Microsoft’s artificial intelligence (AI) assistant feature, Copilot Vision, will now be able to see what’s on users’ screens. The Chief Executive Officer at Microsoft AI, Mustafa Suleyman, announced that the said feature would now be able to interpret what’s appearing on the screen in the Edge browser and then help users use apps.
Microsoft defines Vision as a “talk-based experience,” which essentially means users use it by speaking into the air, then waiting for Copilot to respond.

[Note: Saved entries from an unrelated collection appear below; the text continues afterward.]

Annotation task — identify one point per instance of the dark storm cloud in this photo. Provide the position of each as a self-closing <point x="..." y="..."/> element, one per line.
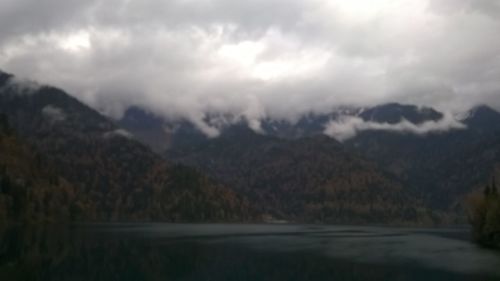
<point x="277" y="58"/>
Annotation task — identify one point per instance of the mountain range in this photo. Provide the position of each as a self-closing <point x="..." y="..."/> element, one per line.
<point x="392" y="163"/>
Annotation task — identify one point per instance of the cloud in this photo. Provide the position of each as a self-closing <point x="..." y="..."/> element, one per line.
<point x="347" y="127"/>
<point x="256" y="59"/>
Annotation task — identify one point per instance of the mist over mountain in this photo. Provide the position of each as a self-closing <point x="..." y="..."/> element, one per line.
<point x="265" y="59"/>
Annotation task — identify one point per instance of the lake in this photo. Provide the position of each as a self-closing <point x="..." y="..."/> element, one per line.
<point x="242" y="252"/>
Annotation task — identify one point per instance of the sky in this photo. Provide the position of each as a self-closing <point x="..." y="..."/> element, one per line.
<point x="259" y="58"/>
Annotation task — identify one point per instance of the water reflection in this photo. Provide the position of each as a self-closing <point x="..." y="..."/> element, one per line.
<point x="241" y="252"/>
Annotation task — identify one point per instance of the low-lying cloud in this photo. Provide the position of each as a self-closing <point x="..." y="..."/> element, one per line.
<point x="347" y="127"/>
<point x="256" y="59"/>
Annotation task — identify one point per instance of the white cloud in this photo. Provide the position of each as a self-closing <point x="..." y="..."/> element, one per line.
<point x="255" y="59"/>
<point x="347" y="127"/>
<point x="55" y="114"/>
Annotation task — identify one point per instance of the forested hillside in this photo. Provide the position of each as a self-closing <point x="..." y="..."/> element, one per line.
<point x="107" y="174"/>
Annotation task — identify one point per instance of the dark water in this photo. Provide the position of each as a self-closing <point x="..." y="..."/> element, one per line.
<point x="242" y="252"/>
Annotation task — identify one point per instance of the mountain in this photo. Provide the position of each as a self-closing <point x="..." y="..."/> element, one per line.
<point x="438" y="169"/>
<point x="442" y="167"/>
<point x="313" y="179"/>
<point x="393" y="113"/>
<point x="114" y="176"/>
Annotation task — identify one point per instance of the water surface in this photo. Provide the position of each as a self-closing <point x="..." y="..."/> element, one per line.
<point x="242" y="252"/>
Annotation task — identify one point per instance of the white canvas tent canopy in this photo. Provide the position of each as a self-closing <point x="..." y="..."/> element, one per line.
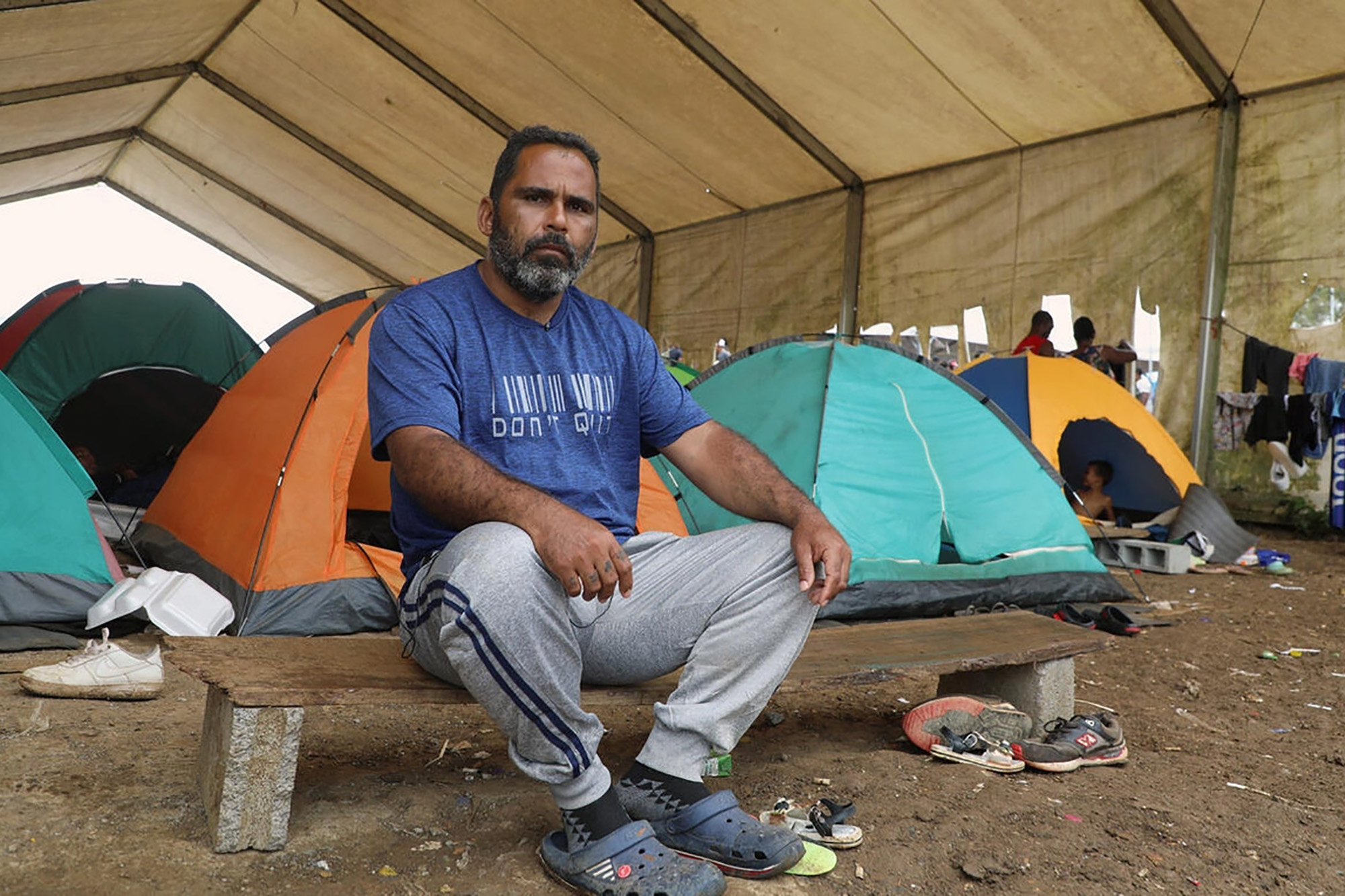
<point x="771" y="166"/>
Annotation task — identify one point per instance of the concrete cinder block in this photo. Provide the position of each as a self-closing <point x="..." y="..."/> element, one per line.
<point x="1148" y="556"/>
<point x="247" y="767"/>
<point x="1044" y="690"/>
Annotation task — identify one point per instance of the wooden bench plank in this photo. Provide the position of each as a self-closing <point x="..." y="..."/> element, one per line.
<point x="315" y="671"/>
<point x="259" y="688"/>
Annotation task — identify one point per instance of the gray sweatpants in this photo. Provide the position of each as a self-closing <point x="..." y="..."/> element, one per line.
<point x="489" y="616"/>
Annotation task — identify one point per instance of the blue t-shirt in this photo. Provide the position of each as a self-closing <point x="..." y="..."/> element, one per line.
<point x="567" y="407"/>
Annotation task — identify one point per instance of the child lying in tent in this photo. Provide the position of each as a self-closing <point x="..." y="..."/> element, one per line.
<point x="1091" y="499"/>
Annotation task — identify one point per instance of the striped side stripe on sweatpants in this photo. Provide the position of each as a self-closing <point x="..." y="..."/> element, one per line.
<point x="440" y="592"/>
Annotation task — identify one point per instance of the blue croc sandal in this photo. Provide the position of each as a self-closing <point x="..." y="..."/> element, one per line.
<point x="629" y="862"/>
<point x="719" y="831"/>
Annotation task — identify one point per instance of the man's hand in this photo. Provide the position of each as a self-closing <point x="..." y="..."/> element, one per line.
<point x="817" y="541"/>
<point x="582" y="553"/>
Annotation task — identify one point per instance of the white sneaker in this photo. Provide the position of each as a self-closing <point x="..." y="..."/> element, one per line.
<point x="102" y="670"/>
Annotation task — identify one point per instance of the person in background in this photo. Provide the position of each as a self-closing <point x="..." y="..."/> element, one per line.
<point x="1093" y="499"/>
<point x="722" y="352"/>
<point x="1039" y="338"/>
<point x="1109" y="360"/>
<point x="106" y="481"/>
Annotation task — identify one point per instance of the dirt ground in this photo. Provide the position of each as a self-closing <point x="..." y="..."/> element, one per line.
<point x="1235" y="782"/>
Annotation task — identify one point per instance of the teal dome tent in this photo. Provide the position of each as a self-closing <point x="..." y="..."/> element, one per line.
<point x="944" y="501"/>
<point x="53" y="561"/>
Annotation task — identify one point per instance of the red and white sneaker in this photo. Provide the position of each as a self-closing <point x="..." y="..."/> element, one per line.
<point x="962" y="715"/>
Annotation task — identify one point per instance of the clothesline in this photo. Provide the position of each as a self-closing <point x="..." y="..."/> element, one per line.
<point x="1225" y="323"/>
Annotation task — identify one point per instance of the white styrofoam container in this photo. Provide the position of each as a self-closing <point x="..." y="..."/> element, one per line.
<point x="178" y="603"/>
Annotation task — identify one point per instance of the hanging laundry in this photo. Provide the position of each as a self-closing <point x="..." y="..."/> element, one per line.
<point x="1323" y="405"/>
<point x="1320" y="374"/>
<point x="1233" y="413"/>
<point x="1299" y="365"/>
<point x="1303" y="431"/>
<point x="1266" y="362"/>
<point x="1269" y="423"/>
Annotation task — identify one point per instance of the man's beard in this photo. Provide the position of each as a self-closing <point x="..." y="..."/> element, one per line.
<point x="537" y="279"/>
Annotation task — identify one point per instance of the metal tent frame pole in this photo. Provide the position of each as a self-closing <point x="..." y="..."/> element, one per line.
<point x="1217" y="280"/>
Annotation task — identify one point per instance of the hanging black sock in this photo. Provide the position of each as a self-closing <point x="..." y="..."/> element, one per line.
<point x="650" y="794"/>
<point x="595" y="821"/>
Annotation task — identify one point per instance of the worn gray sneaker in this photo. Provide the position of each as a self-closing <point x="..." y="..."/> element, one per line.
<point x="1083" y="740"/>
<point x="962" y="715"/>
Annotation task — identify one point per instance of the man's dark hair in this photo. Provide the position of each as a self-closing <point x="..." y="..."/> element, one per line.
<point x="1085" y="330"/>
<point x="1104" y="469"/>
<point x="535" y="136"/>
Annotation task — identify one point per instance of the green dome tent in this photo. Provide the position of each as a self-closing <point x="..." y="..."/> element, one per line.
<point x="53" y="561"/>
<point x="130" y="370"/>
<point x="683" y="373"/>
<point x="944" y="501"/>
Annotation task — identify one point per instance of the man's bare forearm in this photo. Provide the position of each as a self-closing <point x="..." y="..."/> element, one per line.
<point x="736" y="475"/>
<point x="457" y="486"/>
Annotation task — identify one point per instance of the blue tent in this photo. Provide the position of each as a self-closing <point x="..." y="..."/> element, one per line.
<point x="944" y="499"/>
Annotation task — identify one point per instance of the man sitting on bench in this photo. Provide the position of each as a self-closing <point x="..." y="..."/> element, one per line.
<point x="514" y="409"/>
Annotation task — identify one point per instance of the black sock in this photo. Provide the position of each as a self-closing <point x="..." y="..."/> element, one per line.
<point x="595" y="821"/>
<point x="652" y="794"/>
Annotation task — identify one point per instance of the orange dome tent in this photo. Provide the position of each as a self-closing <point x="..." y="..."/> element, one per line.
<point x="278" y="501"/>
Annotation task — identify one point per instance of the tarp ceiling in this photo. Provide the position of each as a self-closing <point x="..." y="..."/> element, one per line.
<point x="341" y="145"/>
<point x="337" y="145"/>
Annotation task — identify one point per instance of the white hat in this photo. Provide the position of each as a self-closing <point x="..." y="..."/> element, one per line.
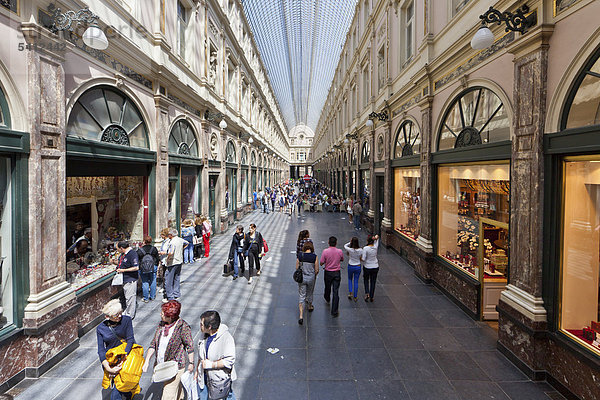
<point x="165" y="371"/>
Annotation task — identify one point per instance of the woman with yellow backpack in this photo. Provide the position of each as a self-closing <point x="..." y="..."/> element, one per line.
<point x="121" y="358"/>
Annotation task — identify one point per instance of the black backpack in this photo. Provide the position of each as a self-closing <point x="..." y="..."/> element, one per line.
<point x="147" y="263"/>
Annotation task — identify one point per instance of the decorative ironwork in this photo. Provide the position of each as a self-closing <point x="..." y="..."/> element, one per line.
<point x="517" y="21"/>
<point x="210" y="116"/>
<point x="184" y="149"/>
<point x="382" y="116"/>
<point x="469" y="136"/>
<point x="9" y="4"/>
<point x="70" y="20"/>
<point x="115" y="134"/>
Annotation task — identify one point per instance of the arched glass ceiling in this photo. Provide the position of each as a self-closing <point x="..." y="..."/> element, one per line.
<point x="300" y="42"/>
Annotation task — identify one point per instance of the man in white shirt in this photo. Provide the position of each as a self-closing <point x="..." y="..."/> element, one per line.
<point x="173" y="272"/>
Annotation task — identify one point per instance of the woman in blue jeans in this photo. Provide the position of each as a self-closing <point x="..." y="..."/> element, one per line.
<point x="354" y="254"/>
<point x="187" y="234"/>
<point x="148" y="278"/>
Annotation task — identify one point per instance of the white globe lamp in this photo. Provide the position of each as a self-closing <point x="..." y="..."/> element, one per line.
<point x="95" y="38"/>
<point x="482" y="39"/>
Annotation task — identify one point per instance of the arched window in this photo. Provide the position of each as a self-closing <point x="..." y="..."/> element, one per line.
<point x="365" y="154"/>
<point x="107" y="115"/>
<point x="230" y="152"/>
<point x="4" y="112"/>
<point x="475" y="117"/>
<point x="583" y="104"/>
<point x="408" y="140"/>
<point x="182" y="140"/>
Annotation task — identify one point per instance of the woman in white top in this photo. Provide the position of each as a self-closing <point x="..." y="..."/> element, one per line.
<point x="354" y="253"/>
<point x="371" y="266"/>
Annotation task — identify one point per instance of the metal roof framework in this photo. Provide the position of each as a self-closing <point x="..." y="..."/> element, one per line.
<point x="300" y="42"/>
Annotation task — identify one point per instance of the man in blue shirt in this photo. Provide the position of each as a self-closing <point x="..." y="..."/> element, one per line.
<point x="129" y="264"/>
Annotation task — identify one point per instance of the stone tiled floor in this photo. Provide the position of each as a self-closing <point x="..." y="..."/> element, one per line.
<point x="411" y="343"/>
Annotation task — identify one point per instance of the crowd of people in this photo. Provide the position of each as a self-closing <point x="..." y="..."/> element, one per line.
<point x="331" y="259"/>
<point x="208" y="372"/>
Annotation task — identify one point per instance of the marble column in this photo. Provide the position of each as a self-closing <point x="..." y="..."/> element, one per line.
<point x="372" y="205"/>
<point x="425" y="239"/>
<point x="161" y="204"/>
<point x="49" y="293"/>
<point x="524" y="290"/>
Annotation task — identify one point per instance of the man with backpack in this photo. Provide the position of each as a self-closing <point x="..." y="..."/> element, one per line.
<point x="149" y="259"/>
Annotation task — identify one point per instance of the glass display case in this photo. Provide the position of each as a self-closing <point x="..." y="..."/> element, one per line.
<point x="580" y="253"/>
<point x="110" y="209"/>
<point x="474" y="199"/>
<point x="407" y="202"/>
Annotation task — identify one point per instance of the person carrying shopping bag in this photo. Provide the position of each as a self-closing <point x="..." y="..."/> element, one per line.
<point x="215" y="373"/>
<point x="172" y="341"/>
<point x="354" y="253"/>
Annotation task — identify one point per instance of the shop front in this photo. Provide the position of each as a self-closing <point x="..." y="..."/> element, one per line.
<point x="14" y="149"/>
<point x="184" y="174"/>
<point x="406" y="193"/>
<point x="108" y="188"/>
<point x="472" y="203"/>
<point x="231" y="181"/>
<point x="572" y="237"/>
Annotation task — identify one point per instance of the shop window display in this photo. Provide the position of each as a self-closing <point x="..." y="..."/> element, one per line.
<point x="6" y="270"/>
<point x="407" y="202"/>
<point x="111" y="208"/>
<point x="580" y="257"/>
<point x="473" y="216"/>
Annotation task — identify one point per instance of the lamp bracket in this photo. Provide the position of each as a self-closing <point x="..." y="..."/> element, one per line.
<point x="382" y="116"/>
<point x="517" y="21"/>
<point x="209" y="116"/>
<point x="70" y="19"/>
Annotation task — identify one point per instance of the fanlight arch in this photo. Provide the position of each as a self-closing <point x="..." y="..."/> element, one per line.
<point x="105" y="114"/>
<point x="408" y="140"/>
<point x="476" y="116"/>
<point x="182" y="139"/>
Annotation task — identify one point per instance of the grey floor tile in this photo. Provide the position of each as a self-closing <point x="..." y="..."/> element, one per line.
<point x="283" y="389"/>
<point x="382" y="389"/>
<point x="373" y="364"/>
<point x="478" y="390"/>
<point x="453" y="318"/>
<point x="287" y="364"/>
<point x="437" y="339"/>
<point x="416" y="365"/>
<point x="388" y="317"/>
<point x="325" y="337"/>
<point x="329" y="364"/>
<point x="527" y="390"/>
<point x="332" y="390"/>
<point x="430" y="390"/>
<point x="362" y="337"/>
<point x="497" y="367"/>
<point x="458" y="366"/>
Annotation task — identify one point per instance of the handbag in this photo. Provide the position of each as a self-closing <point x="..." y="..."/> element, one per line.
<point x="298" y="277"/>
<point x="165" y="371"/>
<point x="117" y="280"/>
<point x="218" y="390"/>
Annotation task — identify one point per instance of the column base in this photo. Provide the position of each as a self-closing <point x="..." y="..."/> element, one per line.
<point x="424" y="244"/>
<point x="41" y="304"/>
<point x="530" y="306"/>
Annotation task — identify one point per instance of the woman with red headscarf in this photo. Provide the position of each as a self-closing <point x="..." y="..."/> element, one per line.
<point x="172" y="342"/>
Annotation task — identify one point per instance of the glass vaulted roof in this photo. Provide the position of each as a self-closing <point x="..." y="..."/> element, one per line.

The Microsoft AI CEO added, if users opt into the feature, then it will be able to “literally see what you see on screen.” He suggested that turning this feature on can guide users through a recipe while they cook or have it decode job descriptions, and jump right into customised interview prep or cover letter brainstorming.
As per a Microsoft support page, “Copilot Vision may highlight portions of the screen to help you find relevant information,” but it doesn’t actually click links or do anything on behalf of users.
Also Read
Microsoft states that while Copilot Vision sessions are active, the tool records its own responses but does not store user inputs, images, or the content of the pages being viewed. Users can end the session at any time by either closing the browser window or manually stopping the screen sharing.
Currently, the more advanced Copilot Vision features are restricted to those with a Copilot Pro subscription. Subscribers can access these capabilities beyond the Edge browser, enabling Copilot to assist with tasks in programs like Photoshop, video editing tools, or even provide in-game guidance in titles such as Minecraft.